Thursday, June 25, 2020

DAY 107: Empathy and Sympathy


DAY 107
Faith in the Midst of a Pandemic
A series of daily reflections for people of faith
by Rev. Robert Bayley, Interim Pastor
Patuxent Presbyterian Church, California, Maryland
Week Sixteen – Monday 29 June 2020

Empathy and Sympathy
“Currently our lives have been upended by a truly historic global pandemic. I am profoundly aware that graduating during this time is extremely difficult. However, please hang in there. We need you to be smart, strong, and resilient. With discipline and empathy, we will all get through this together.” - Dr. Anthony Fauci, Director of the National Institute of Allergy and Infectious Diseases at the National Institutes of Health, in a recent Zoom address to the graduating classes of all Jesuit secondary schools around the country, he himself a graduate of one of them.

Empathy and sympathy are two words communicating desperately needed modeling for us by the leadership of our country at this time of tragic and continuing loss through the coronavirus pandemic. Both convey an innate personality characteristic which cannot be fabricated.
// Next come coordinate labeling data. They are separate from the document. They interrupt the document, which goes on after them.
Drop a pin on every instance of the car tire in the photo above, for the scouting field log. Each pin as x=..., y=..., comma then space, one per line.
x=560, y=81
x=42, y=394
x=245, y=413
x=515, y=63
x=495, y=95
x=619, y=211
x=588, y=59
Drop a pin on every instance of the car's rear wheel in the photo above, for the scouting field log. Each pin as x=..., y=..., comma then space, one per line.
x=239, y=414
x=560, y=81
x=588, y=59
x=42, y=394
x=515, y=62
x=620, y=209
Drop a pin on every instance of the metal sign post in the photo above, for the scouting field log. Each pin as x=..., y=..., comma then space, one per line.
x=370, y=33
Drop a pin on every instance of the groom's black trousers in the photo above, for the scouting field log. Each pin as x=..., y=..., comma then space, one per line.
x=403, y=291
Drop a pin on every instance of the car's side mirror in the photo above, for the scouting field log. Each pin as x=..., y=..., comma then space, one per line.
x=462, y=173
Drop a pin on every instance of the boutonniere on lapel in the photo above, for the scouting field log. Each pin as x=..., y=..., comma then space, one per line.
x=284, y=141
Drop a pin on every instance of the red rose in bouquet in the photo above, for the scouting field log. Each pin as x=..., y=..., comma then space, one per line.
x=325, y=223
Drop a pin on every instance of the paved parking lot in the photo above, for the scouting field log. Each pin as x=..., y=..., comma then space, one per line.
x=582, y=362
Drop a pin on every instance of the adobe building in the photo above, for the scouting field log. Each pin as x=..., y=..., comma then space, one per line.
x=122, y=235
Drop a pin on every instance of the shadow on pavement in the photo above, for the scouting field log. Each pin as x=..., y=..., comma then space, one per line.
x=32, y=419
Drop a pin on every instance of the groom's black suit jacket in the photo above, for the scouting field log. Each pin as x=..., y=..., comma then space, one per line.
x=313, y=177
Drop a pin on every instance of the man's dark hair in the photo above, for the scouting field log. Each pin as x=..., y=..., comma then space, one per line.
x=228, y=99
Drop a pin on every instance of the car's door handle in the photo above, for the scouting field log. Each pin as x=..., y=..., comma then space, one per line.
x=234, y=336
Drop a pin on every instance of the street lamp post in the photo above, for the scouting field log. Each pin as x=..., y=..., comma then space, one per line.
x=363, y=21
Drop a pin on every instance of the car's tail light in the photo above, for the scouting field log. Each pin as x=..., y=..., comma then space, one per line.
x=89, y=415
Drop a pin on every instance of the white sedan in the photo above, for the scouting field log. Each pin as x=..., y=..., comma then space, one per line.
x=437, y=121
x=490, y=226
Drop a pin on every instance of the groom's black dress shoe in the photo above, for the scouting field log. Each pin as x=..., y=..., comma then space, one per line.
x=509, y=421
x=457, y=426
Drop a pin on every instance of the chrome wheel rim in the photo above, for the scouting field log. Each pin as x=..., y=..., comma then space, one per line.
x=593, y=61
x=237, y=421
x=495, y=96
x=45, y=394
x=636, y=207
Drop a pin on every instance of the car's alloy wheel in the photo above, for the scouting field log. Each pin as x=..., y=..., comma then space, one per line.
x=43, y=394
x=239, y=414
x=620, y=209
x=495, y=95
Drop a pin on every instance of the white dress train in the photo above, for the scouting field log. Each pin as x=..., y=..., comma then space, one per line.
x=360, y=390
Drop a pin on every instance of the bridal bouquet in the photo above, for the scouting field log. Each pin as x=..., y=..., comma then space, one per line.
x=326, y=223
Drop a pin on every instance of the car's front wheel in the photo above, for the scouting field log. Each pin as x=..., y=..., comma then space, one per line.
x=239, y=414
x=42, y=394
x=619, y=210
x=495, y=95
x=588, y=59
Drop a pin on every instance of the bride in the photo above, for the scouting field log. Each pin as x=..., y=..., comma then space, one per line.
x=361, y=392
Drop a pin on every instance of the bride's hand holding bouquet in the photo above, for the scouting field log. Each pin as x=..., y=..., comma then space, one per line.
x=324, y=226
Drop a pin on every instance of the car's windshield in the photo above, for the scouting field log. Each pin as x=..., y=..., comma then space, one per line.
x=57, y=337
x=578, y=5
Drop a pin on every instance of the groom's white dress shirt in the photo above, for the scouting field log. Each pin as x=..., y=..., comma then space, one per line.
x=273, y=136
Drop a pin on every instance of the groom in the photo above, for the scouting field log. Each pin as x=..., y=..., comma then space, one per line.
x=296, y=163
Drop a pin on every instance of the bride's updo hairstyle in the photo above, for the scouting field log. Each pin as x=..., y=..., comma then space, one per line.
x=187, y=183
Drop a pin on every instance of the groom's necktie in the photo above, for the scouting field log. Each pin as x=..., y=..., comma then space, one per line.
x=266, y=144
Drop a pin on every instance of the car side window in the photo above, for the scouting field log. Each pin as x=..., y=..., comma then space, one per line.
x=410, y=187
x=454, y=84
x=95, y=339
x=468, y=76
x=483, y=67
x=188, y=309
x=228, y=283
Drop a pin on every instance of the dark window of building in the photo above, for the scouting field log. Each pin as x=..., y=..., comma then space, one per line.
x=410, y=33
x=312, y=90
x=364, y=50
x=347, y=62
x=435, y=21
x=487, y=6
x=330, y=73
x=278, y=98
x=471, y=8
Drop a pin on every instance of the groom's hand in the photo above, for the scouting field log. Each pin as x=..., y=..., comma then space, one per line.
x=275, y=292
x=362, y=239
What do they mean? Both words come from the Greek and have as their root ‘pathos,’ feeling or passion as in suffering. The prefixes indicate the subtle difference: ‘sym’ meaning ‘with’ and ‘em’ meaning ‘in.’ Thus sympathy is the characteristic of being able to feel with others what they are experiencing  and empathy is the characteristic of being able to actually feel being ‘in’ the suffering of the other.
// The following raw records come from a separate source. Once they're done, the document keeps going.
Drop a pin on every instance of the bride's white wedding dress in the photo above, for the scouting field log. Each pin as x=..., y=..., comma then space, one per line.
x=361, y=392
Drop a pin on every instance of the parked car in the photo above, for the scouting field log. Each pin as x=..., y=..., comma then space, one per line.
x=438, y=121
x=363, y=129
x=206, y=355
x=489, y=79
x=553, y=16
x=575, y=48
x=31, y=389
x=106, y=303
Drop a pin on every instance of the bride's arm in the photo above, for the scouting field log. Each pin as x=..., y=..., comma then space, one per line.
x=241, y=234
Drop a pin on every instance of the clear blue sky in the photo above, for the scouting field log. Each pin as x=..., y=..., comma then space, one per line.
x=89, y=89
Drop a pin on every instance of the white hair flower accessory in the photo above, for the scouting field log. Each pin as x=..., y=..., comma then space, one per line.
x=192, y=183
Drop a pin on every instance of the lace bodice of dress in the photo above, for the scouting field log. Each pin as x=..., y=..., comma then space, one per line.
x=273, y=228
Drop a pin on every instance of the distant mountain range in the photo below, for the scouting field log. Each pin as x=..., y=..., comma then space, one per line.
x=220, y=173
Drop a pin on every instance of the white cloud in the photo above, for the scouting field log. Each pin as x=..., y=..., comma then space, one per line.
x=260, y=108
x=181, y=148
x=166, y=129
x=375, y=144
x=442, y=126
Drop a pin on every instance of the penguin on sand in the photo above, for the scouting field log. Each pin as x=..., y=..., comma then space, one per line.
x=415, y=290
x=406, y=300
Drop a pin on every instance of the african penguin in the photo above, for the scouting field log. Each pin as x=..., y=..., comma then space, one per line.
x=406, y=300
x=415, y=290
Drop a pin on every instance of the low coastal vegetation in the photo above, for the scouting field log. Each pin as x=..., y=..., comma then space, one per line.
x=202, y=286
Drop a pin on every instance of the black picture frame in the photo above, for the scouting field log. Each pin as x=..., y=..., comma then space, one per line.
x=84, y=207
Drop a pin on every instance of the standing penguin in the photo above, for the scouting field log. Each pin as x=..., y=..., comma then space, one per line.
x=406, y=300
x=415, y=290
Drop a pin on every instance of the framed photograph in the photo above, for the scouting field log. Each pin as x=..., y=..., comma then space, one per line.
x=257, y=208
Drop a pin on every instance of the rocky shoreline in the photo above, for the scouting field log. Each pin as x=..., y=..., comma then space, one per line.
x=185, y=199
Empathy is expressed in three ways: the intellectual, being able to mentally understand the other person’s situation; the emotional, being able to feel what the other person is experiencing, and the compassionate, responding to the other person’s situation in some intentional way. The good Samaritan in the Bible was empathetic, exhibiting all three qualities.      

The prophet Isaiah prophetically pictured the coming Messiah as the epitome of sympathy and empathy: “Surely he took up our pain and bore our suffering, … he was pierced for our transgressions, he was crushed for our iniquities; the punishment that brought us peace was upon him, and by his wounds we are healed.” Isaiah 53:4-5.   
               
Reflective question: Who needs your empathy today: will you let the Lord show you?
                                                                                                                         
Reflective Scripture: Romans 12:15 – “… weep with those who weep …”            

Reflective hymn:  
“Compassion Hymn” – Kristyn Getty ©2009
And with compassion for the hurting you reached out your hand
As the lame ran to meet you and the dead breathed again;
You saw behind the eyes of sorrow and shared in our tears
Heard the sigh of the weary, let the children draw near.